Virtual CFO vs. Controller: What’s the Difference?

As you’re growing your business, you’ll likely come to the point at which you need someone else to help handle your company’s finances. 

There are several options for approaching this: 

  • Hire a full-time CFO
  • Hire a virtual CFO
  • Outsource your accounting and bookkeeping to an accounting firm
  • Hire a controller
  • Hire an accountant

But how do you know which path is right for your business? 

The key is to understand what each job function entails, and what sorts of services you can expect from a person in that role. One of the distinctions that seem to be the most confusing to business owners is that between a virtual CFO and a controller. Here’s a breakdown of how they differ, what you can expect from each, and how to know whether you need one or the other. 

What is a Virtual CFO?

A virtual CFO is a remote, contracted individual who manages the big-picture, long-term financial functions of a business. 

What makes it “virtual” is the remote element, as well as the fact that he or she will work with you part-time. A virtual CFO typically provides services to one or more clients, whether through a financial services agency or as a freelancer. 

Virtual CFOs generally provide services including: 

  • Strategic goal management
  • Debt management
  • Cash flow management
  • Budget creation and management
  • Tax planning 
  • Tax reduction
  • Financial reporting and evaluation
  • Contingency planning
  • Salary and benefits analysis
  • Recruitment and vetting of lower-level financial hires
  • Due diligence

Virtual CFOs can be a great option for small businesses that can’t or don’t want to take on the expense of a full-time, executive hire. With a virtual CFO, you can set a specific number of hours or pay a flat fee per month (depending on the person or agency you choose), staying within your budget and gaining access to financial guidance that you wouldn’t otherwise be able to. 

What is a controller? 

Controllers, like virtual CFOs, handle a wide range of financial duties—but they’re primarily concerned with the day-to-day accounting functions of the business, rather than long-term goal setting and guidance.  

In a company with an accounting department, the controller is responsible for leading the department and managing the rest of the accounting staff. If the controller is the only member of the financial staff or the accounting department, then he or she would take on somewhat of an advisory financial role, in addition to his or her other duties. 
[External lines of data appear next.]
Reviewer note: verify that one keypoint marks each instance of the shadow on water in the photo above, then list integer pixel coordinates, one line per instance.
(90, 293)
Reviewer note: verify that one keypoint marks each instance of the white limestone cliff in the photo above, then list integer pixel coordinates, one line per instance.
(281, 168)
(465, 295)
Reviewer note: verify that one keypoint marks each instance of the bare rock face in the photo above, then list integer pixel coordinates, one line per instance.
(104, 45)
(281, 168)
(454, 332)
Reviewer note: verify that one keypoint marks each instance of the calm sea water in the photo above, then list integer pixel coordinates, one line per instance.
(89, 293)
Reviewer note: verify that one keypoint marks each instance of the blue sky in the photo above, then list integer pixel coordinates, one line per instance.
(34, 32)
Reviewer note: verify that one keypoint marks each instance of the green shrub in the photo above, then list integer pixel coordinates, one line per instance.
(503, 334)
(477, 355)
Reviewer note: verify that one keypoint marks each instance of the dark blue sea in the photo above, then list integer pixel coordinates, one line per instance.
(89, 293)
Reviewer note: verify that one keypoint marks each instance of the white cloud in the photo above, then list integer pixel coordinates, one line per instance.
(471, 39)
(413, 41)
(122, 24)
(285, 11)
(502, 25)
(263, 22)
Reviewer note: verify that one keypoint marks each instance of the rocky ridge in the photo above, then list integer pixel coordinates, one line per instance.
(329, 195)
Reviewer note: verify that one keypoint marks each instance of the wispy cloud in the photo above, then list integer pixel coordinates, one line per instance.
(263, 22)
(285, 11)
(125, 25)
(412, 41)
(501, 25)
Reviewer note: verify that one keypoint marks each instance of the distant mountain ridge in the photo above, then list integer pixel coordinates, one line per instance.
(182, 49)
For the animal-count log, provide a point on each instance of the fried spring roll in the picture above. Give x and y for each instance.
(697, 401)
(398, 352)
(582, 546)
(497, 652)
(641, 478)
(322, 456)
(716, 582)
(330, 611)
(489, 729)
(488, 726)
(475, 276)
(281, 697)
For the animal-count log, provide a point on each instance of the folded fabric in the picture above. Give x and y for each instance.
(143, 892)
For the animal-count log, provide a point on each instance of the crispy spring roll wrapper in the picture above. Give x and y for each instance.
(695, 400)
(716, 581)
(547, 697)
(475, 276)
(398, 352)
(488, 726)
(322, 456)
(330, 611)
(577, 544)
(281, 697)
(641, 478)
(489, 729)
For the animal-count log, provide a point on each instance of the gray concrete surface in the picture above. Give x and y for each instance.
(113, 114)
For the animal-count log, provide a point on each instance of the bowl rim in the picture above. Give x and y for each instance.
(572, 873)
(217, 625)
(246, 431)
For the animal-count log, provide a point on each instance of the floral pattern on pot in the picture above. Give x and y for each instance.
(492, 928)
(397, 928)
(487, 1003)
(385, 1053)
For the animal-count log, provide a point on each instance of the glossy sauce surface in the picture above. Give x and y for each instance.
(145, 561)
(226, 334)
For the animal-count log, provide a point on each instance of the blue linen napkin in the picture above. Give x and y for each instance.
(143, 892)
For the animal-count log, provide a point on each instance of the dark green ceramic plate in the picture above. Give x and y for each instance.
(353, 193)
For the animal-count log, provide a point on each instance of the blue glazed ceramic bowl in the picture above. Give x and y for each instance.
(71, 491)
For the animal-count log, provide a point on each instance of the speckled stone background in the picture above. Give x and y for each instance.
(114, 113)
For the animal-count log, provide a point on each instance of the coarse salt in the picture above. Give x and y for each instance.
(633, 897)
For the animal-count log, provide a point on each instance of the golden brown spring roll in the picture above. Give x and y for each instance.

This is especially true when the CEO is essentially taking on the CFO role in addition to their role as founder and chief executive. 

Some of the services a controller could provide include: 

  • Developing financial processes and policies
  • Preparing and managing budgets 
  • Managing daily bookkeeping, or a bookkeeping staff
  • Approving expenses
  • Signing checks
  • Managing invoices and expenses
  • Generating financial reports
  • Analyzing and interpreting financial reports
  • Obtaining and managing insurance
  • Financial risk management
  • Working with HR to manage staff benefits
  • Cash flow management
  • Debt management
  • Debt collection

As you can see, there is some overlap between the job functions of a CFO and controller. 

In essence, a controller is a right-hand assistant to a CFO or the CEO for all financial matters. 

Are there virtual controllers? 

It is possible to outsource financial functions to a virtual controller, who will work remotely on a part-time basis as a virtual CFO. 

He or she would provide many of the same functions of a full-time controller.

How do I know if I should hire a controller or a virtual CFO? 

When it comes to building out your finance department and choosing between a virtual CFO and a controller, there are a few things to consider.

First, there’s the cost. If you are prepared to pay a full-time salary with benefits, then a controller could be a good choice. You’d have the benefit of a full-time employee running your financial department, freeing you up to focus on the rest of the business. 

What’s more, controllers handle many of the administrative, detail-oriented, and daily financial tasks that can take away time from functions like strategic planning. 

On the other hand, a virtual CFO could be the right fit for your business if you need hands-on financial guidance to get you through a growth stage, or to help you scale the company. Instead of paying the significant expense of a full-time CFO, you can pay for the services and time you need, without worrying about benefits or a salary. 

Controllers and virtual CFOs both serve important roles in small businesses. Choosing the right one for your company will mean looking at your needs, your budget, and where you want your business to be in the next few years.